Department of Psychiatry, University of Pennsylvania School of Medicine, Philadelphia, PA, USA. email@example.com
To assess the efficacy of desvenlafaxine (administered as desvenlafaxine succinate) in outpatients with major depressive disorder.
A meta-analysis of individual patient data was performed on the complete set of registration trials (nine randomized, double-blind, placebo-controlled 8-week studies) of desvenlafaxine. Patients received fixed (50, 100, 200, or 400 mg/day; n=1,342) or flexible doses (100-400 mg/day; n=463) of desvenlafaxine or placebo (n=1,10. The primary efficacy variable was the 17-item Hamilton Rating Scale for Depression (HAM-D(17)); the primary intent to treat analyses used the last-observation-carried-forward method.
Significantly greater improvement with desvenlafaxine versus placebo on the HAM-D(17) total score was observed for the full data set (difference in adjusted means: -1.9; P<.001), each fixed-dose group (all P<.001), and the flexible-dose group (P=.024). Overall rates of HAM-D1(17) response (> or =150% decrease from baseline score: 53% vs 41 and remission (HAM-D(17) < or =7: 32% vs 23 were significantly greater for desvenlafaxine versus placebo (all P<.001).

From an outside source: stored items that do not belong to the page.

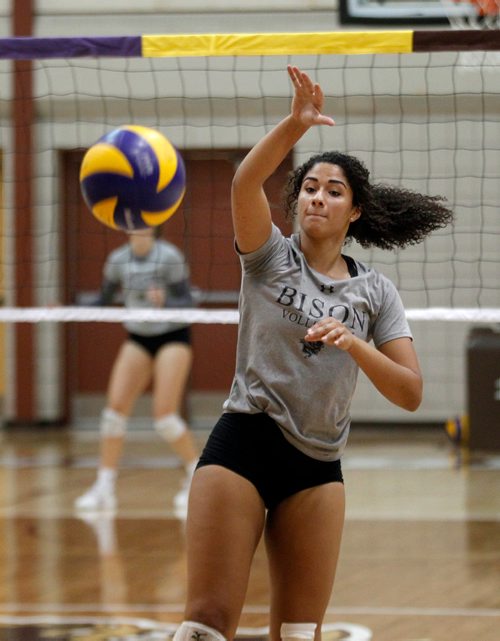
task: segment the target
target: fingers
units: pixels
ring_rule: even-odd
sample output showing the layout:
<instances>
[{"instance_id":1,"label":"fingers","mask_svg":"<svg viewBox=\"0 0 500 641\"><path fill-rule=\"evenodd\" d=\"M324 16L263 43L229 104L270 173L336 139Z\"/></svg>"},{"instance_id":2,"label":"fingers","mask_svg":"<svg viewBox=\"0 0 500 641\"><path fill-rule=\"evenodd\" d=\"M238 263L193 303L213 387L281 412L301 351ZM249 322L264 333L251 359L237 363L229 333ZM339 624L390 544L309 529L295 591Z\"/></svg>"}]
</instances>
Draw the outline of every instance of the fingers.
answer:
<instances>
[{"instance_id":1,"label":"fingers","mask_svg":"<svg viewBox=\"0 0 500 641\"><path fill-rule=\"evenodd\" d=\"M298 84L298 79L296 77L296 72L297 72L297 67L292 67L292 65L287 65L286 70L288 71L288 75L290 76L290 80L293 82L293 84Z\"/></svg>"},{"instance_id":2,"label":"fingers","mask_svg":"<svg viewBox=\"0 0 500 641\"><path fill-rule=\"evenodd\" d=\"M314 85L307 73L305 73L305 71L301 71L298 67L288 65L287 71L295 89L306 90L309 93L314 94L315 87L319 88L319 85Z\"/></svg>"},{"instance_id":3,"label":"fingers","mask_svg":"<svg viewBox=\"0 0 500 641\"><path fill-rule=\"evenodd\" d=\"M295 89L295 112L298 113L302 109L311 124L335 125L333 118L321 113L324 95L319 84L314 83L308 74L298 67L288 65L287 71Z\"/></svg>"},{"instance_id":4,"label":"fingers","mask_svg":"<svg viewBox=\"0 0 500 641\"><path fill-rule=\"evenodd\" d=\"M330 116L323 116L322 114L319 114L316 118L316 122L318 125L329 125L330 127L335 124L335 120L333 118L330 118Z\"/></svg>"},{"instance_id":5,"label":"fingers","mask_svg":"<svg viewBox=\"0 0 500 641\"><path fill-rule=\"evenodd\" d=\"M327 345L335 345L342 350L348 350L353 341L350 330L334 318L323 319L310 327L305 335L307 341L321 341Z\"/></svg>"},{"instance_id":6,"label":"fingers","mask_svg":"<svg viewBox=\"0 0 500 641\"><path fill-rule=\"evenodd\" d=\"M146 298L155 307L163 307L166 301L165 290L162 287L149 287Z\"/></svg>"}]
</instances>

Discontinuation rates due to adverse events increased with dose (4% to 18%; placebo: 3.
Desvenlafaxine demonstrated short-term efficacy for treating major depressive disorder across the range of doses studied. No evidence of greater efficacy was observed with doses >50 mg/day; a strong dose-response effect on tolerability was observed.
PMID: 19407711 [PubMed - indexed for MEDLINE]
Here are some anecdotal reports:
Let me also say that while a large pool of first person accounts can be very insightful and invaluable. The odds are more apt, that more people who are dissatisfied with a medication, will post on an anecdotal forum than many who are having good results with their meds. Askapatient can be very informative just by the sheer # of those posting and you will see certain side-effects and result % that appear more frequently. So, those will help paint a part of the picture concerning med. reactions.
I mean the only psychotropics that I have seen above the 4.0 mark (askapatient) are the MAOI's, Parnate and Nardil. And their side effects, possible dangers, and lifestyle changes can be monumental or unbearable for many.
Always provide type arguments when you use a generic type. Levitra Soft The method might be a pre-Java-5.0 method that was defined before generic and parameterized types had been available in Java.
White House In other words, we would not even be capable of expressing that we intend to refer to an enum value belonging to a particular instantiation of the generic enum type. impotence Early ejaculation (Premature ejaculation) is a kind of male erectile trouble. Impotence - http://loppholaibet.edublogs.org/2014/04/05/impotence/ I talked to my doctor, who proposed a month of 5 mg, followed by a month of 5mg every other day and then a revisit to see how things are going. I am just entered the 5 mg every other day phase, having made it through one month of 5 mg.